In the cases that I have been involved with in which juries are being selected, I have seen this happen a few times.
As a practical matter, most trial lawyers follow the rule that if someone really, really doesn't want to be on your jury, that you don't want him either (regardless of his likely position on the merits as he may lead to a hung jury or mistrial) and will not contest a challenge for cause even if the potential juror is not legally eligible to be struck but obviously is very unhappy with having to serve.
But, judges don't want to start a rush to get out of jury duty and want to discourage this and use a variety of tactics to do so.
One of the most common approaches that judges take is to extensively probe the potential juror about why he intends to vote as he does in the (usually successful) hope of finding a reason that would not apply to every possible case that could come before the court. (The person making the B.S. claim that he'd find the person guilty usually isn't smart enough to see this coming.)

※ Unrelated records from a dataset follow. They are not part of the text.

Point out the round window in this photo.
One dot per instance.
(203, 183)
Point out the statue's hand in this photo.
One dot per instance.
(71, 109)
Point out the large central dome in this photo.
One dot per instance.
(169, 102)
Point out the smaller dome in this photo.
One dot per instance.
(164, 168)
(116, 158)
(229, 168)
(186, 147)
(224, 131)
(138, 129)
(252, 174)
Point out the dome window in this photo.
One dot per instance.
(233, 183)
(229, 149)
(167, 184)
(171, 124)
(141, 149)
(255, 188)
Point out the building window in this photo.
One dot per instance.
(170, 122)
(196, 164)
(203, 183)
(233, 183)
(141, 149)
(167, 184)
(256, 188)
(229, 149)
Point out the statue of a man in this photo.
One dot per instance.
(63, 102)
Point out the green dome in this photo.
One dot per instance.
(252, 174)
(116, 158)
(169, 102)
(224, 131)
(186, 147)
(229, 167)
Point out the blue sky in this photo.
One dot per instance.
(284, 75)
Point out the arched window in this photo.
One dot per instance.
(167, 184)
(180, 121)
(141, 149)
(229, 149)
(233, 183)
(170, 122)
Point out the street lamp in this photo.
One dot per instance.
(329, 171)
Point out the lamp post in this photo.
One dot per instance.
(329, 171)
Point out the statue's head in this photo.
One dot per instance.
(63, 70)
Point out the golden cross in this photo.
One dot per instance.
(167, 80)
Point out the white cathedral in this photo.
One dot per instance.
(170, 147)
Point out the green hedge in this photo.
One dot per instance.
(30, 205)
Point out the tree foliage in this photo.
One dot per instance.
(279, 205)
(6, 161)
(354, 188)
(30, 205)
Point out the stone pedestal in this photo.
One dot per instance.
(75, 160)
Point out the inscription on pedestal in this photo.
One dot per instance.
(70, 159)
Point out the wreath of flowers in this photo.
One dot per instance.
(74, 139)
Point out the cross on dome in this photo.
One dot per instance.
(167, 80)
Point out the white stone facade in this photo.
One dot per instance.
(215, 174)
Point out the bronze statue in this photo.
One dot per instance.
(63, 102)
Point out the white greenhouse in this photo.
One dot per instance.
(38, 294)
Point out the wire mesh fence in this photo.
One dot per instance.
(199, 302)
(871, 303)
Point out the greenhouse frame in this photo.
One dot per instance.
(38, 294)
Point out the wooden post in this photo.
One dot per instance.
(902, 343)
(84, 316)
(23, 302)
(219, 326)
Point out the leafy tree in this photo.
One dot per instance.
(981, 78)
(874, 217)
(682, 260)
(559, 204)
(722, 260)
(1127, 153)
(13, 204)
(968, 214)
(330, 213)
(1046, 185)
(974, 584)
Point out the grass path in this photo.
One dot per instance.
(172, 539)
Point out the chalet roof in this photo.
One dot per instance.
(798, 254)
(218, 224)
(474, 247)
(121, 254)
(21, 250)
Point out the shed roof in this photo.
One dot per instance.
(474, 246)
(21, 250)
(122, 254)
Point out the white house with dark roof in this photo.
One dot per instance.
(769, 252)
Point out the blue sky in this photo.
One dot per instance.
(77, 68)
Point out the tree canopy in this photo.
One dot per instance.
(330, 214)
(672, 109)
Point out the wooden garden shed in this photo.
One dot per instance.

For example, the potential juror might say that he doesn't believe in drug laws, or that he can't be impartial to immigrants since his cousin was murdered by an immigrant.
Once a judge pins down a reason like that, the judge will often announce that the juror is striken from the pool for this particular case but will stay in the jury pool for the next week or so, until a case that does not present such a problem arises and that the prospective juror must appear each day, all day, until he is seated on a jury or rejected for a reason other than this particular cause.
This leaves the smart alec screwed relative to his original goal to get out of jury duty, and discourages others from following suit.
I've seen this done several times, so I think that it must be something that they teach judges in their annual judicial education seminars.